Vasculitis : Treatment

How is Vasculitis Treated?

Treatment is not the same for all vasculitides as these diseases have unique clinical manifestations and prognosis. Sometimes vasculitis may be treated with corticosteroid alone whereas in other cases it may require a second immunosupressive medication (e.g. Wegener’s granulomatosis). Many factors affect the choice of treatment including the organ-systems involved and the severity and extent of disease. Cyclophosphamide is used in combination with steroids in severe cases, when critical organ function is affected or in life- threatening situations.
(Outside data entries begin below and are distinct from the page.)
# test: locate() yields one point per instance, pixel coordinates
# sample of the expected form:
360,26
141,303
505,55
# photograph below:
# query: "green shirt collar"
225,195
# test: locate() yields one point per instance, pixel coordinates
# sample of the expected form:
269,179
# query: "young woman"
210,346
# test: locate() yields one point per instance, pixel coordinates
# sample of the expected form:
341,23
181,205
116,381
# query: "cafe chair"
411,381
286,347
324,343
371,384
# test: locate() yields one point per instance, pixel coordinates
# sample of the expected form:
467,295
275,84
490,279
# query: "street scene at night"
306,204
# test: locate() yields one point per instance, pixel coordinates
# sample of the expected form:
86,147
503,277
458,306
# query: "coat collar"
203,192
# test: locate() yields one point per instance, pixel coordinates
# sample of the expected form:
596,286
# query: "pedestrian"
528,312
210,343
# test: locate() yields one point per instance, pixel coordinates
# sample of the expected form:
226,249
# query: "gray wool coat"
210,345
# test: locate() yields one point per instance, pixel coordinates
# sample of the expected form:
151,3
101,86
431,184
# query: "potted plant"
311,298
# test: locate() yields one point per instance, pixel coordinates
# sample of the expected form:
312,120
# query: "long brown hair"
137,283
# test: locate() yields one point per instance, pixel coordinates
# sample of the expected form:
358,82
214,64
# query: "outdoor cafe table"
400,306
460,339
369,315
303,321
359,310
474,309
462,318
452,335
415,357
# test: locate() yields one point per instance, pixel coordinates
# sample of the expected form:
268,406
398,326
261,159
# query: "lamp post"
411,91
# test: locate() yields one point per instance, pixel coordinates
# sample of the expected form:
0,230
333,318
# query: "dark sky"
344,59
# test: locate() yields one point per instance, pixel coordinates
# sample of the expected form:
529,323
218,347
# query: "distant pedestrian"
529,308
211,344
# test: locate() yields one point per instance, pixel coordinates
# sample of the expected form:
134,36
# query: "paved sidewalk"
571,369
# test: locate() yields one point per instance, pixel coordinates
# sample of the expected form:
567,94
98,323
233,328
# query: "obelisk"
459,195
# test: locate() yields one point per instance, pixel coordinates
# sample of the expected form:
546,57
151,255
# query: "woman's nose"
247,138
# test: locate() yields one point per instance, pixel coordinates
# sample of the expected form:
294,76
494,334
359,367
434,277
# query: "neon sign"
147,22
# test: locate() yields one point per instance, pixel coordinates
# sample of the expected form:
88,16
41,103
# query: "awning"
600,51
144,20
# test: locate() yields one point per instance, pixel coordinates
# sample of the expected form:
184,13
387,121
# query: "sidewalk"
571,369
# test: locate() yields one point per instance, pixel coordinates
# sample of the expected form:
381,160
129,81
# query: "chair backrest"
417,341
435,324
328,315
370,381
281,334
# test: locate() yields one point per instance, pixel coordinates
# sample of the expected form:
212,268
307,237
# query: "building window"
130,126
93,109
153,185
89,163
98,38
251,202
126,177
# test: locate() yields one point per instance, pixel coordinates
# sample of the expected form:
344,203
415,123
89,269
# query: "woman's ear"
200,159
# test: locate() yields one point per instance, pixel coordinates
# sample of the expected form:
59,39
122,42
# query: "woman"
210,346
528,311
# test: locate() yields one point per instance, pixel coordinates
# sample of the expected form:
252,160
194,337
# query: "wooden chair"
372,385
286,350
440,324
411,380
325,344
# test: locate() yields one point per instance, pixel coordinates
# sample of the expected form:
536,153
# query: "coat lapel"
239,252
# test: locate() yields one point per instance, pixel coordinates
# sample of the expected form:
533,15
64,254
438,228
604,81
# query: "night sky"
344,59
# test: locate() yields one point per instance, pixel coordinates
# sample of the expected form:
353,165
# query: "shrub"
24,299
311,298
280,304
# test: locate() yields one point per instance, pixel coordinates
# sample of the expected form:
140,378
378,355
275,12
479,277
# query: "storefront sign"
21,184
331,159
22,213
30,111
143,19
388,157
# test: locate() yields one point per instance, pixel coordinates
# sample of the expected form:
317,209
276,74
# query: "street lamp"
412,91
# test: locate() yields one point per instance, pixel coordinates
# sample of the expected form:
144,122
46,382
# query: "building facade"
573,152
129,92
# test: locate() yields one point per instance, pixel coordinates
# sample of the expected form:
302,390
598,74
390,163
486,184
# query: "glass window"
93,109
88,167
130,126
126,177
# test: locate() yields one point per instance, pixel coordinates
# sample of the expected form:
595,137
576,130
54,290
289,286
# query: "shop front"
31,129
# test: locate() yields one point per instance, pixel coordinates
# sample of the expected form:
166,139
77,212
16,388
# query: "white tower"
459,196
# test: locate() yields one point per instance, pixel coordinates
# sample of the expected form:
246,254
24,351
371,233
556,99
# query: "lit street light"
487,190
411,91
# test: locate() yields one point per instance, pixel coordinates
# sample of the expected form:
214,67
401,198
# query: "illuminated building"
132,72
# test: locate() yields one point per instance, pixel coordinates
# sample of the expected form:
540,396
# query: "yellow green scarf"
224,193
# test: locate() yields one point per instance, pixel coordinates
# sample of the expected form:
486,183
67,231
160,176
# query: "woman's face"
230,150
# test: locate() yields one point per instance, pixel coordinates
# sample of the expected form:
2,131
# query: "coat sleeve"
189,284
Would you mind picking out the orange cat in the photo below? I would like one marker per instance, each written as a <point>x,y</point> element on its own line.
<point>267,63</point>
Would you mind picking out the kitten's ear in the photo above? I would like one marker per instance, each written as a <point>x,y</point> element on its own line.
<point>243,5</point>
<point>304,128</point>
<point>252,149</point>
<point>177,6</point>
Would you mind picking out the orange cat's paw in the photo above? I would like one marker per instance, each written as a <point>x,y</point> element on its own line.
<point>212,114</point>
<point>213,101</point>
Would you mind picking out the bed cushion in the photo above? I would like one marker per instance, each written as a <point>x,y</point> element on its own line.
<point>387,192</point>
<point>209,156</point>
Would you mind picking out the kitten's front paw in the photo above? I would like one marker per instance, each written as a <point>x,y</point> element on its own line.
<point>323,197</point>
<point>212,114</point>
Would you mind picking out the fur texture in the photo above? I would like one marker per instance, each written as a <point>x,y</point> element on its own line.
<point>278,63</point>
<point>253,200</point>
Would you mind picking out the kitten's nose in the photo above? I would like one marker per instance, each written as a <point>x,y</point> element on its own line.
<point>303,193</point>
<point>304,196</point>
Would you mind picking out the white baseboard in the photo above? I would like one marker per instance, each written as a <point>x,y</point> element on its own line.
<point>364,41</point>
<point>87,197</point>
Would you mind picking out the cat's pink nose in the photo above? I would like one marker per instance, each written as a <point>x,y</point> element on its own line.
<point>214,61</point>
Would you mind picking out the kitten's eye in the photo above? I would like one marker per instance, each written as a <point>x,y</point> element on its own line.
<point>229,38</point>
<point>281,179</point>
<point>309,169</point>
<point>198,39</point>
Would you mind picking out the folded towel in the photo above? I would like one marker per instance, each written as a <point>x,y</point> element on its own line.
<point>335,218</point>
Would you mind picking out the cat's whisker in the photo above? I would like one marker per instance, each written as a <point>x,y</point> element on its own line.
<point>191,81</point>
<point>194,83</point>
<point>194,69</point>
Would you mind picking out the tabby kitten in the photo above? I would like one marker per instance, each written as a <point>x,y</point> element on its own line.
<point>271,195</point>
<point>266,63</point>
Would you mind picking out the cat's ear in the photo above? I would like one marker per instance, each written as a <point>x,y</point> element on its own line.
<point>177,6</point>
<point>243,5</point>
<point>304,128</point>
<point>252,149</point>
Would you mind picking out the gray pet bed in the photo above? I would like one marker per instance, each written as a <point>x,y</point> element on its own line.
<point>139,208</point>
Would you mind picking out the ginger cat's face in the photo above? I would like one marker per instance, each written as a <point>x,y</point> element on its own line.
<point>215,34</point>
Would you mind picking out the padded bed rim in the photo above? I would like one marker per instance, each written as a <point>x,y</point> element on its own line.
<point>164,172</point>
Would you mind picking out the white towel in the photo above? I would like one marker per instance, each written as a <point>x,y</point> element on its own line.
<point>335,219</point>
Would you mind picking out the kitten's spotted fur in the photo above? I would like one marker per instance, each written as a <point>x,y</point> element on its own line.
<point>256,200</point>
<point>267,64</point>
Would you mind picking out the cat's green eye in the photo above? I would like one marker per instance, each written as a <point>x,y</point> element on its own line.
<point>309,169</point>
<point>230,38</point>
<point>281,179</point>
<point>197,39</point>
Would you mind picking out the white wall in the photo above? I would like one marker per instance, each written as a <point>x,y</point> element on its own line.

In less severe cases, a less toxic agent such as methotrexate (MTX) may be used. Some cases require staged therapy with two steps: initial therapy to reduce the disease severity and the second step therapy for maintenance to reduce the risk of relapse. Methotrexate or azathioprine are commonly used agents for maintenance treatment. Most patients with vasculitis are treated by rheumatologists but other physicians may also be experienced in treating this problem.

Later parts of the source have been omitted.